Oh, fuck. Have you ever been to Aaron's Sports Centre? In fact, you probably play in there.
Have you ever been to Aaron's Sports Centre? It's five-a-side football pitches. And they're like really spongy with black rubbery bits. Oh, yeah. I love the black. They get in all your shoes. And the goals, the size of the goals are perfect. They're not too big. Not too big, not too small. When I saw the goals, I'm like, I'm so in.
Yeah.
Black bits all in your shoes, can't get them out. Honestly, I loved it.
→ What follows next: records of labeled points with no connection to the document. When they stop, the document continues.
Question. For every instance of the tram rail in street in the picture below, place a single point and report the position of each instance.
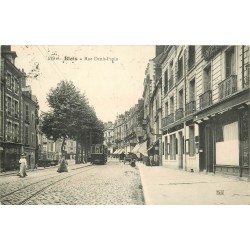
(22, 202)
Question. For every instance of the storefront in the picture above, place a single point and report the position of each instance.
(224, 137)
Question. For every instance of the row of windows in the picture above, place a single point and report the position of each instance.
(12, 106)
(12, 83)
(171, 148)
(12, 131)
(230, 69)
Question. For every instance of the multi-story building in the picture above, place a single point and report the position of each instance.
(206, 108)
(153, 105)
(109, 137)
(11, 110)
(119, 132)
(134, 132)
(18, 114)
(223, 109)
(29, 120)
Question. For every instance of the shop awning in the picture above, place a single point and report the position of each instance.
(143, 148)
(151, 146)
(136, 149)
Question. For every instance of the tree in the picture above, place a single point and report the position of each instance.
(70, 116)
(66, 106)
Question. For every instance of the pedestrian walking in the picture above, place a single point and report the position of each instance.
(62, 165)
(151, 158)
(132, 164)
(23, 166)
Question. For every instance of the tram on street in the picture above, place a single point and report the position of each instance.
(99, 154)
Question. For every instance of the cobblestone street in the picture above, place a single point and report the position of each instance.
(111, 184)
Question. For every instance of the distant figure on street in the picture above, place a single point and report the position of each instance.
(151, 158)
(62, 165)
(132, 163)
(23, 166)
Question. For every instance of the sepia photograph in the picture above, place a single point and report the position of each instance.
(124, 125)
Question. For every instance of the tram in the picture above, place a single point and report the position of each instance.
(99, 153)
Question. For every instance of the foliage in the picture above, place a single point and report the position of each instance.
(70, 115)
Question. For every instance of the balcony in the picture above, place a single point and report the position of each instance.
(168, 120)
(190, 107)
(191, 62)
(179, 113)
(246, 82)
(205, 99)
(228, 86)
(171, 82)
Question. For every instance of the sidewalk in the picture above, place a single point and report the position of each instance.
(165, 186)
(11, 172)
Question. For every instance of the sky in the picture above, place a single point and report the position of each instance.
(110, 76)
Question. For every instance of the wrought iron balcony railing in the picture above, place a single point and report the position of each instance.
(191, 62)
(171, 82)
(228, 86)
(205, 99)
(190, 107)
(168, 120)
(179, 113)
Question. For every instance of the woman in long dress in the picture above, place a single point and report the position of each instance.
(62, 165)
(23, 166)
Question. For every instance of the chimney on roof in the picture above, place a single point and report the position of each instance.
(159, 49)
(8, 54)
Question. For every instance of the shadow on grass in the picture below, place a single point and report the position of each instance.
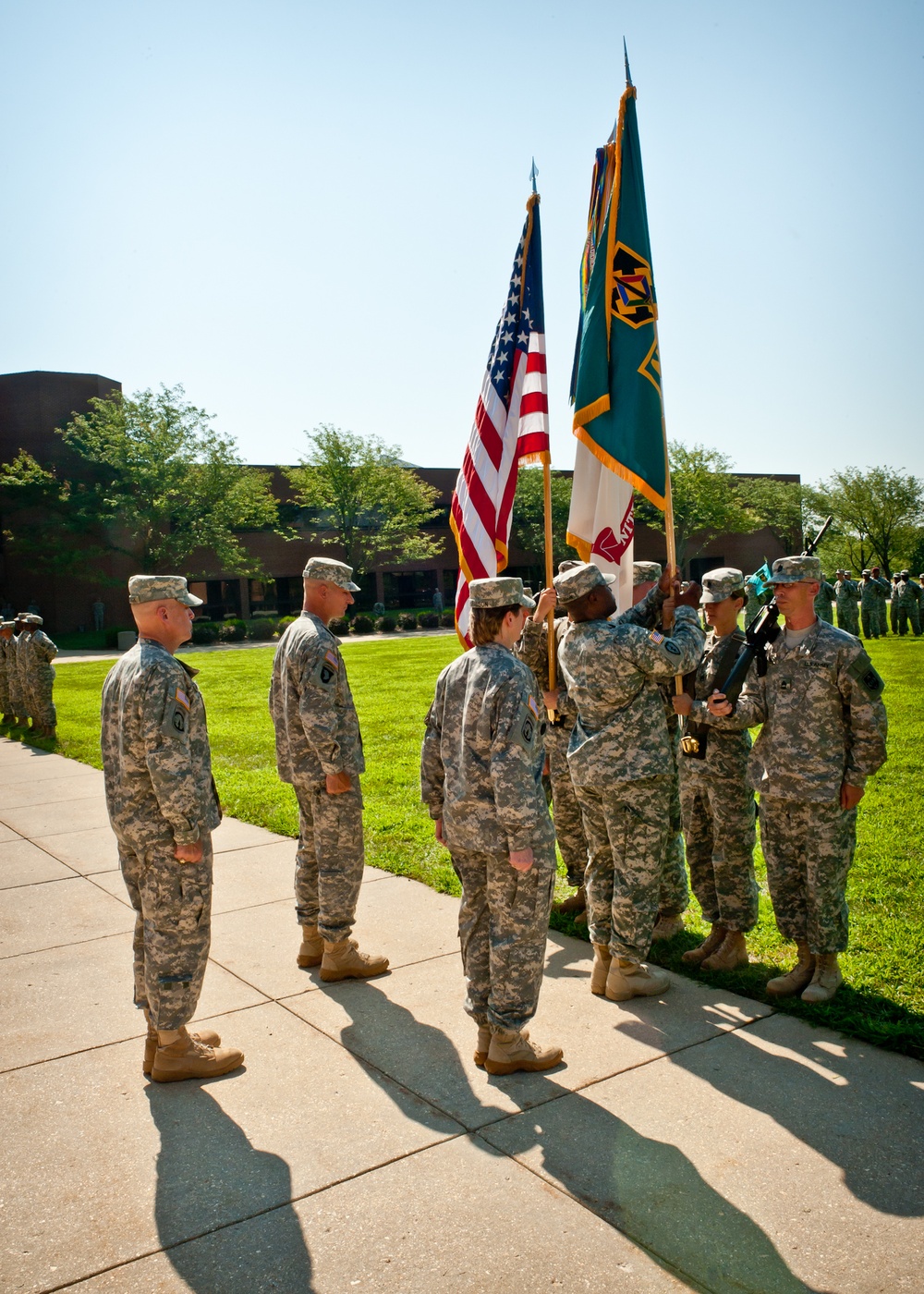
(857, 1012)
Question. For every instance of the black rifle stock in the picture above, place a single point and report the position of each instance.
(760, 633)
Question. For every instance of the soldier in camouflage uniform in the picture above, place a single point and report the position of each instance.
(533, 650)
(823, 735)
(319, 750)
(907, 604)
(19, 677)
(846, 595)
(481, 780)
(717, 804)
(881, 604)
(826, 595)
(621, 765)
(869, 598)
(164, 808)
(41, 676)
(6, 656)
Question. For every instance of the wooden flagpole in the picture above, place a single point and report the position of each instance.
(549, 575)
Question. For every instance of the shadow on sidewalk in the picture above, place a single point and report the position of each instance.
(209, 1174)
(645, 1188)
(853, 1104)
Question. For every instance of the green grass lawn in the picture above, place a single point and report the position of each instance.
(882, 999)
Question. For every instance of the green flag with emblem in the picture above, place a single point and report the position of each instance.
(617, 366)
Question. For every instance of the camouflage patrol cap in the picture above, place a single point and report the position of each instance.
(796, 571)
(646, 572)
(504, 591)
(161, 588)
(578, 581)
(330, 572)
(720, 584)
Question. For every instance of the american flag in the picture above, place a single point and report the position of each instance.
(510, 429)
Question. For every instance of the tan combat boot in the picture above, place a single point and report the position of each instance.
(312, 947)
(207, 1037)
(826, 980)
(730, 957)
(575, 905)
(343, 960)
(712, 944)
(633, 980)
(188, 1057)
(511, 1052)
(666, 927)
(797, 979)
(598, 976)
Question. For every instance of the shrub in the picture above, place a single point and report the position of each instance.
(232, 631)
(204, 631)
(261, 630)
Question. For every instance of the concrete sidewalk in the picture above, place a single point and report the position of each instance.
(698, 1142)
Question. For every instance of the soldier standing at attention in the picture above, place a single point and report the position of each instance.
(823, 735)
(869, 595)
(319, 750)
(42, 653)
(846, 595)
(884, 589)
(907, 598)
(164, 808)
(6, 655)
(621, 765)
(22, 665)
(826, 595)
(481, 780)
(533, 651)
(717, 804)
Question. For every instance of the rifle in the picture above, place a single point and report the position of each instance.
(762, 630)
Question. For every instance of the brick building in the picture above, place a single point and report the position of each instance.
(34, 404)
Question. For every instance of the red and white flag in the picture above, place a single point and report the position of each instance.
(510, 429)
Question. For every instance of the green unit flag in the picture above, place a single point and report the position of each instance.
(617, 384)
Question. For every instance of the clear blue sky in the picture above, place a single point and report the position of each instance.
(307, 213)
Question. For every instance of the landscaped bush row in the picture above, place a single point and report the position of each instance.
(265, 628)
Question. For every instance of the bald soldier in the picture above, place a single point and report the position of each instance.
(319, 750)
(621, 765)
(164, 808)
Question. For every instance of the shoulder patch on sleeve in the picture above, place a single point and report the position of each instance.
(527, 726)
(863, 673)
(326, 669)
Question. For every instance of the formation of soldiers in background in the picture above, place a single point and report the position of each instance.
(28, 675)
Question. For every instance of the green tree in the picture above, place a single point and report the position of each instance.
(878, 513)
(145, 478)
(529, 515)
(706, 498)
(359, 495)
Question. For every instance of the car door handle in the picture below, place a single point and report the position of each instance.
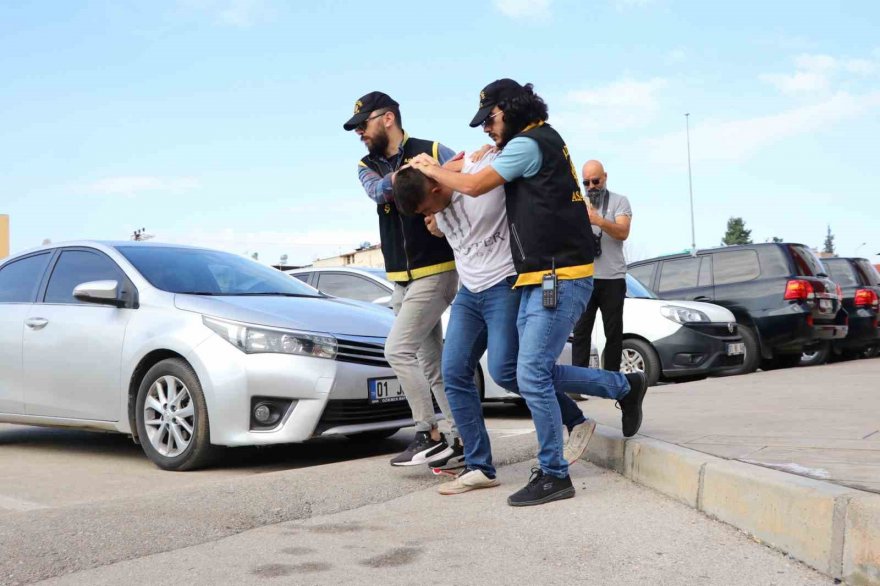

I didn't... I thought... I think everyone was really tentative starting to play and I thought I was going to... I didn't pull anything. Did you feel that ache? Did you feel that properly? I did a bit of stretching, but nothing. I came away going, I'd love to do this weekly. But my only thing is, we had the perfect level of competitiveness.
I wouldn't want to go in a league. No, don't go in a league. I don't go in a league. Right. I just play the same blokes every week. And they're just, it's to the point where if someone gets knocked over, the game stops and goes, oh, you're right. I can so see why you do it. Oh, it's happened. I loved it. I loved it.
Honestly, what happens is, is like, I thought, because everyone I've spoken to about five a side, they're like, if you need, because we play six a side. If you need 12 people, you'll need about 26 people in the WhatsApp group. We don't. Everyone loves it so much. They're literally like, can I play? Can I play? How do you choose the teams?
Well, at five o'clock on a Friday, dead on five, it's the first 12 people that put their name down. So everyone in my group sets an alarm for three minutes to five, and then you go. Have you missed out before? Loads of times. Oh, I'd be so gutted. Oh, it is. It's like, but then it's always a dropout because something happens, you know.
Someone's got to work or... Honestly, it's made me go, fuck, I'm not going to do that again. Oh, you could, but I told you what I did. I walked past some men... who were probably about 15, 20 years older than me playing five-a-side in the park about four years ago. And I went, bloody, they're doing it.